N° 1427 - Février 2020.

 

Un soupçon légitime - Stefan Zweig- Bernard Grasset.

Traduit de l'allemand par Baptiste Touverey.

 

Le titre lui-même peut évoquer une fiction policière, ce qui est étonnant sous la plume de Zweig, mais après tout pourquoi pas ? C’est une longue nouvelle publiée longtemps après sa mort mais écrite par Zweig alors qu'il s'est installé en Angleterre pour fuir le régime nazi et qui fait allusion dès la première page à un meurtre. La narratrice, Betsy s'est installée avec son mari dans la campagne anglaise pour une paisible retraite.
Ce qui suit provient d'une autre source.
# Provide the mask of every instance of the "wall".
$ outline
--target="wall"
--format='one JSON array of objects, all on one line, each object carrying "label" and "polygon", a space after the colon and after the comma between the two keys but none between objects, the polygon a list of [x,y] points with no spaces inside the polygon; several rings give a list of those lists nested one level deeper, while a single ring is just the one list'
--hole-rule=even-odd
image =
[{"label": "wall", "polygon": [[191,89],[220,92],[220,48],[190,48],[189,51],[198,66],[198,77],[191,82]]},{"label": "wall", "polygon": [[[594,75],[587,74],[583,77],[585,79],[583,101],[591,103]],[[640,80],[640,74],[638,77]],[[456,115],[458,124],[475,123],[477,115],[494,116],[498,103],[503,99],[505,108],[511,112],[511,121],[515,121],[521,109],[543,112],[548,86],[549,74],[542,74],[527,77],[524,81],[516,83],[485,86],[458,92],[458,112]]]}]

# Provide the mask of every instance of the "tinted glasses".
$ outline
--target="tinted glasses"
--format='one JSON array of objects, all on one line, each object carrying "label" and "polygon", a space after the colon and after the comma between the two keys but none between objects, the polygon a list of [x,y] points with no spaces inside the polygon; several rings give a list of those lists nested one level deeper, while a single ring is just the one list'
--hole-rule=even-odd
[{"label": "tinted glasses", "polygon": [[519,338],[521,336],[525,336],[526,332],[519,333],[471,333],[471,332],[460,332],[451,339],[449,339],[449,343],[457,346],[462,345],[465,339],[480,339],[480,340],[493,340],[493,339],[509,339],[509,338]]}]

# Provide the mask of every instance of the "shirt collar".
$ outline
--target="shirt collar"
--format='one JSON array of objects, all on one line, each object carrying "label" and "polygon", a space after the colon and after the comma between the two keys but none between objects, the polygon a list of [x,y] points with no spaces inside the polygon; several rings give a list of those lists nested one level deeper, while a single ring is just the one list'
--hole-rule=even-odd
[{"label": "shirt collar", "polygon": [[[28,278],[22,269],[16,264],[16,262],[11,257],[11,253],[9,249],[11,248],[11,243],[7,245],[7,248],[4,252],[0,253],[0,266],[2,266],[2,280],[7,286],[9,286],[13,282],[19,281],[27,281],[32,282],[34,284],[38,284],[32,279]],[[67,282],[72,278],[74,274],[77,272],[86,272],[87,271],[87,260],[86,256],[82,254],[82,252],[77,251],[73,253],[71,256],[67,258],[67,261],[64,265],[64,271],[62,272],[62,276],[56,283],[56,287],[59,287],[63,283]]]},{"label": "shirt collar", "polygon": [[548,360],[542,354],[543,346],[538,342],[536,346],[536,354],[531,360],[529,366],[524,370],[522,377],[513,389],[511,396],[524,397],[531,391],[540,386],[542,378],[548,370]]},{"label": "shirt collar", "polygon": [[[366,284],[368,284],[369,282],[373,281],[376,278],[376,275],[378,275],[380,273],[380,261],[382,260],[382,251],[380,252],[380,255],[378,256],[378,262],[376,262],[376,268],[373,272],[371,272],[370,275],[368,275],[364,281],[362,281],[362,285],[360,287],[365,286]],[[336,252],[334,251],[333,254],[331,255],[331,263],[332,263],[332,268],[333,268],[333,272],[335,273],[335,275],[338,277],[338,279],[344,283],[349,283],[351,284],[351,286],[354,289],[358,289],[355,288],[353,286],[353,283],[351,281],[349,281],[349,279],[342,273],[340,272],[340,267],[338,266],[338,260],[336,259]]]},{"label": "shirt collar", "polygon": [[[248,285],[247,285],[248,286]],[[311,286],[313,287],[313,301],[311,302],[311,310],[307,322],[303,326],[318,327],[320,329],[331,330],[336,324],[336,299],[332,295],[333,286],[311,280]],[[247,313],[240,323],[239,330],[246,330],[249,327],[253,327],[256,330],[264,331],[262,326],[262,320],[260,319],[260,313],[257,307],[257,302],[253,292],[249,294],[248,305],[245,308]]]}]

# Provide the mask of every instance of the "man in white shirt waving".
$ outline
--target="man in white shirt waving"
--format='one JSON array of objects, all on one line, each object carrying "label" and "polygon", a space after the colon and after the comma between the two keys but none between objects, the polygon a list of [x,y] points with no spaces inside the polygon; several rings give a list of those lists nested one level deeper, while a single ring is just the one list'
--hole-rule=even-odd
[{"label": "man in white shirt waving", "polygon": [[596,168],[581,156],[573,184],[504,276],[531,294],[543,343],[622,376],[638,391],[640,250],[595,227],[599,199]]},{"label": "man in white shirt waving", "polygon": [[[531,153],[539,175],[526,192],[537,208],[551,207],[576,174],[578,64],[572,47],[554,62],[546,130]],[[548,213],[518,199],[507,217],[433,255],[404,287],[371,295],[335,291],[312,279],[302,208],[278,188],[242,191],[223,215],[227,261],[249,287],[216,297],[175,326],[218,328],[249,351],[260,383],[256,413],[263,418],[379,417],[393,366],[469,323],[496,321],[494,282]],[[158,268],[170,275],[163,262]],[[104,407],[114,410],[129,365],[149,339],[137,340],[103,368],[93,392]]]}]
Un couple d'Anglais plus jeune dont le mari John Limpley est aussi excessif et exubérant que son épouse, Ellen, est oisive et réservée, devient leur voisin. Face à l’état de déréliction de l’épouse et au nom des relations de bon voisinage, les retraités leur offre un chien, baptisé Ponto, auquel John s’attache, à en devenir esclave. Quand son épouse tombe enceinte l'animal est rejeté et c'est le drame.

 

Comme toujours chez Stefan Zweig, outre le style élégant et coutumier de notre auteur, c'est l'analyse psychologique des personnages et des sentiments qui est importante bien que le personnage principal soit un chien. Dans le couple Limpley le mari est amoureux de sa femme et l’entoure de son attention mais en réalité l’oppresse par son attitude excessive et même par sa présence débordante, tandis que cette dernière est particulièrement effacée et aspire à la solitude. John déborde d’amour et devant la relative indifférence d’Ellen, reporte cette affection sur son chien. Puis tout change à partir du jour de la naissance de l’enfant du couple. Zweig décrit cette manière de s'attacher à quelqu'un avec passion au point de l'idéaliser, voire de l'idolâtrer pour ensuite, soit à la longue soit à la suite d'un évènement extérieur de le rejeter au point de l'ignorer complètement de l'humilier voire de le haïr. Cette attitude, bien qu'elle s'adresse à Ponto et qu'elle ait quelque chose d'excessif, est vérifiable tous les jours dans l'espèce humaine. D’un autre côté, si le rôle du chien me paraît quelque peu exagéré, son attitude au regard de l’état de déréliction que lui impose plus tard son maître, ses pulsions d’hypocrisie et de vengeance et bien entendu de mort, ont quelque chose d’humain.

 

Pour autant j'ai été un peu surpris par cette nouvelle qui me paraît quelque peu différente du registre traditionnel de Zweig. Je lis que ce texte aurait été écrit lors de son passage en Angleterre soit entre 1935 et 1940 et publié en 1987 (et en 2009 dans sa traduction française) soit longtemps après sa mort. Certes, mettre ainsi en scène un animal est original et tient de la fable, ce qui est peu commun chez Zweig, de même que le caractère enjoué de John tranche quelque peu sur l’atmosphère qui baigne généralement les œuvres de notre auteur et ce même si cette histoire porte au paroxysme le message qu’il entend faire passer. Mais après tout pourquoi pas puisqu’il y ajoute une atmosphère de suspense ? Je reste cependant dubitatif devant cette nouvelle, et ce bien que j'aie pour l’œuvre de Zweig un intérêt intact.